All of you who have read this blog for any length of time at all know that the subject of large, black, long-tailed cats, or “black panthers,” is something in which I am particularly interested. This subject has become the number one most popular topic on this site. More people contact me about black cat sightings, by far, than sightings or anecdotes about any other animal (known or cryptid).
I have always felt that there must be a biological entity behind these “black panther” sightings. There are just too many incidents and too many credible witnesses to believe otherwise, in my opinion. If I am right and there is a real animal out there responsible for these sightings, what could it be? I’ve put forth several possibilities over the years: jaguarundi, jaguar, unusually dark-colored cougars, for example. Perhaps a combination of these three animals plus the occasional case of mistaken identity could explain the phenomenon? I’ve also entertained the idea, briefly, that maybe cougars in the wild do occasionally exhibit melanism as well as the possibility of an entirely undocumented large, dark-colored cat might exist in Texas and the deep South; however, the culprit most often suspected of being responsible for “black panther” sightings by those who think there is something to all of this is, without a doubt, the jaguar.
In the past, I’ve been very hesitant to jump on the jaguar (Panthera onca) bandwagon and anoint this big cat as the number one suspect in the hundreds of black cat sightings. Jags fit the bill as far as the size most often reported by “black panther” witnesses.
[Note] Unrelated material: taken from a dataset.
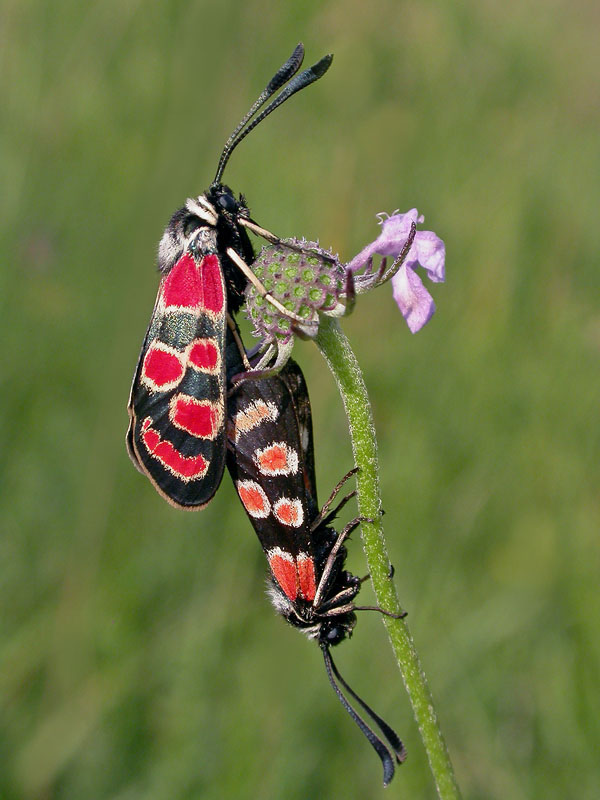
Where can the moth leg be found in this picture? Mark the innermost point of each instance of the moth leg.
(323, 514)
(342, 535)
(236, 335)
People often describe “Labrador-sized,” or larger, cats with long tails. The jaguar is the largest cat in the New World and ranges in weight from 125-250 lbs. under normal conditions with some males reaching weights in excess of 300 lbs. (very rare). Color morphism does occur in the species with melanistic specimens appearing almost totally black in color. While much more rare than their normal rosette-coated brethren, melanistic jaguars make up approximately 6% of the total jaguar population. That being the case, why have I been hesitant to grasp the theory that “black panthers” may very well be remnant, or Northward wandering, jaguars?
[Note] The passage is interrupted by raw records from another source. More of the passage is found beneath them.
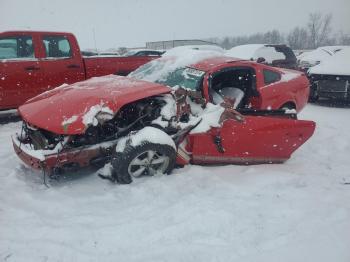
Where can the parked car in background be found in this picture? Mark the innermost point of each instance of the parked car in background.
(331, 78)
(34, 62)
(308, 59)
(274, 55)
(144, 52)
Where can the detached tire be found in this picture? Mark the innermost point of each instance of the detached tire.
(145, 159)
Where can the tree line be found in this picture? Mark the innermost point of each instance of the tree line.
(317, 32)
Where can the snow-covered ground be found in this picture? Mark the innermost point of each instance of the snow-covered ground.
(297, 211)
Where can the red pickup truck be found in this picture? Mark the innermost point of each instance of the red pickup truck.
(34, 62)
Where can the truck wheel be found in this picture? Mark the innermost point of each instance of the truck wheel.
(145, 159)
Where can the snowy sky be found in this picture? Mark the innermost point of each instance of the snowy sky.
(133, 22)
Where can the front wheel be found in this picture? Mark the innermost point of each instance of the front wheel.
(146, 159)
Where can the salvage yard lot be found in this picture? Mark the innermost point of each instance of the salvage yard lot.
(296, 211)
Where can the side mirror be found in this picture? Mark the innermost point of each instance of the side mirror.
(261, 60)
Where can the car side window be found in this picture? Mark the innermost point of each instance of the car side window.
(57, 46)
(16, 47)
(271, 76)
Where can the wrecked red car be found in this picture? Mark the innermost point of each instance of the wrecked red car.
(144, 128)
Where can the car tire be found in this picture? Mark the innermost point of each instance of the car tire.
(145, 159)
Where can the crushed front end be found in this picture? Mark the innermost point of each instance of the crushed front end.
(47, 151)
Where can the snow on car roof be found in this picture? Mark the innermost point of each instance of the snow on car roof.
(173, 59)
(338, 64)
(254, 51)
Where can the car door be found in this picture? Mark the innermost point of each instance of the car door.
(255, 140)
(20, 70)
(61, 63)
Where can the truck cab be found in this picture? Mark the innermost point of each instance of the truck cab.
(34, 62)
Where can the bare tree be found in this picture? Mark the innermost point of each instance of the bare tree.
(297, 38)
(319, 27)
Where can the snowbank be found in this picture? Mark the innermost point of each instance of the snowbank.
(338, 64)
(255, 51)
(318, 55)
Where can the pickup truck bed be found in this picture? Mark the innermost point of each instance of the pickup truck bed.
(34, 62)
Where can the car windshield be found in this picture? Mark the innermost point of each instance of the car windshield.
(188, 78)
(168, 72)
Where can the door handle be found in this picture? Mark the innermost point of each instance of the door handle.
(73, 66)
(32, 68)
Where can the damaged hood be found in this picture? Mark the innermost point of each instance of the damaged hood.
(70, 109)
The answer is simple. While 6% of the jaguar population is not an insignificant number of individuals, it still leaves 94% of the population with the normal spotted coats. IF the black panthers of Texas are melanistic jaguars then why is nobody seeing or reporting the much more commonly colored cats? If these are jags people are seeing, the spotted individuals have to be here too. If that is the case, then they would be easier to spot than those of the melanistic variety. Right?
Spotted coats are a tremendous form of camouflage. It is the very reason so many wild cats are marked in this way. They are predators and need to be hard to see. Leopards, jaguars, bobcats, ocelots, margays, servals, cheetahs, young lions and young cougars all have spotted coats for part of, if not all, their lives. The spots allow these animals to blend into almost any form of cover as they break up the silhouette of the cat beautifully. I have come to the conclusion that maybe the large black cats being reported in the South are melanistic jaguars and they are being seen, while their spotted brethren are not, because their black coloration is not as effective a form of camouflage.
Allow me to demonstrate. Spread through out this post, is a series of photographs. In each photo there is a normally marked leopard or jaguar. These photos have all been circulating for some time now as a sort of “Where’s Waldo” game of find the cat. I’d seen them but not given them a lot of thought. Lately though, I’ve revisited them while considering them as something to study instead of just a hide-and-seek type of game. As you will see, or maybe not, the spotted coats of these cats make them all but impossible to detect while a solid black cat might stand out more. Imagine trying to spot one of these cats that is hunkered down in tall grass or a wooded area from a moving car or even as you walk through the woods. If it remains still, you aren’t going to see it.
As a matter of fact, just standing or sitting perfectly still in and of itself can keep an animal well hidden. We, as humans, seem to depend on movement to a large extent in order to spot things. Add the fact that we, as a species, have become less and less in tune to nature and become unobservant, at best, and totally oblivious, at worst, and not many of these animals are going to be seen, not even those that are not thought of as having perfect camouflage. The photo below illustrates this point. See how long it takes you to see the wolf in the photo. Some will see the wolf quicker than others but there is no denying that he would be very easy to miss despite not sporting a spotted coat.
IF the “black panthers” of Texas are jaguars, then the much more common spotted cats are here, too. They are just going to be almost impossible to detect unless they cross a road directly in front of a vehicle. Jaguars were native to Texas and much of the deep South at one time. Maybe they are making a bit of a comeback, much as cougars appear to be doing, across much of their old range.
What a great story it would be if it turned out to be so.